Giovanni, altro figlio di Rodolfo, resse Imola nel 1153 e 1154 e perorò proficuamente per quel comune dinanzi al podestà di Bologna, intorno a quistioni insorte con i figli di Rainuccino di Gionatello (4).
Fu podestà a Milano Rambertino, detto Veglione (1199), e suo figlio Guido resse i Riminesi (1202); li condusse alla vittoria contro i Faentini, ma poi fu vinto e fatto prigione dagli accorsi Cesenati (5). In quel torno tennero il consolato Buvalello di Buvalello, Primaticcio, Egidio di Pritone e Beccare
Allorchè Giovanni di Brienne re di Gerusalemme invocava soccorsi alla Palestina, dopo essere stata rotta la tregua da' Saraceni, e Innocenzo III e poscia Onorio III esortavano anch' essi, Lamagna, Ungheria, Italia i soccorsi apparecchiavano; in Bologna militi e cittadini, tanto de'ghibellini quanto de'guelfi, nella vigilia del Natale 1247 giurarono al vescovo Enrico della Fratta d' andare a ricuperar Terra santa, quando succederebbe il passaggio del mare e ricevettero dalle sue mani la croce. I ghibellini elessero a condottiere Bonifazio de' Lambertazzi, i guelfi Baruffaldino Geremei, che per le spese occorrenti fu sovvenuto dalla nuora Jacopina di 100 lire, da lui restituite per disposizione testamentaria (6). Ed il cognome di questi duci, da quel dì in poi, fu il grido di guerra delle due schiere, che ripatriando trasmisero alle rispettive fazioni (7).

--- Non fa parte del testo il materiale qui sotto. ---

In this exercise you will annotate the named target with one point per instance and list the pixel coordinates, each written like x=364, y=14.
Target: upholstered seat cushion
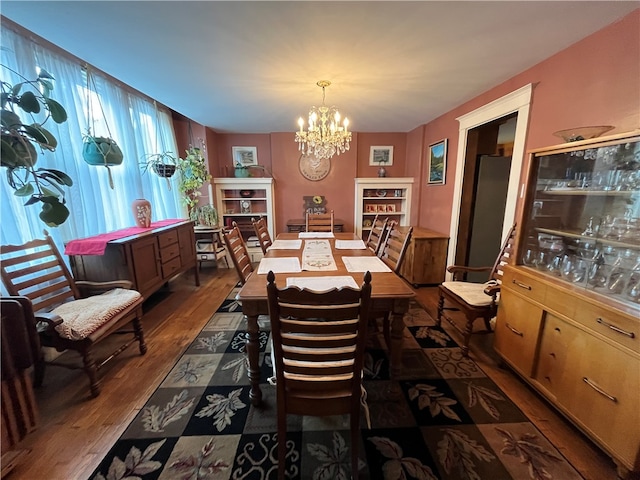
x=83, y=317
x=471, y=293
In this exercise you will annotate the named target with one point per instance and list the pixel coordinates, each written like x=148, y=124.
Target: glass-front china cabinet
x=583, y=222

Nel luglio del 1209, sborsate dal comune 8,000 lire per lo passaggio, i crociati bolognesi cavalieri e pedoni raggiunsero oltremare il copioso esercito cristiano che assediava Damiata, fortissima città dell' Egitto. Ma la fame e il contagio straziavano i difensori che a scampo offrivano Gerusalemme, la croce di Cristo e i prigionieri cristiani. Patti che sarebbero stati accettati, se il legato pontificio, i templari e gl' Italiani non li avessero respinti. Nel Novembre Damiata fu scalata e presa nottetempo e facile fu il menarvi strage, poichè i difensori erano rifiniti (8).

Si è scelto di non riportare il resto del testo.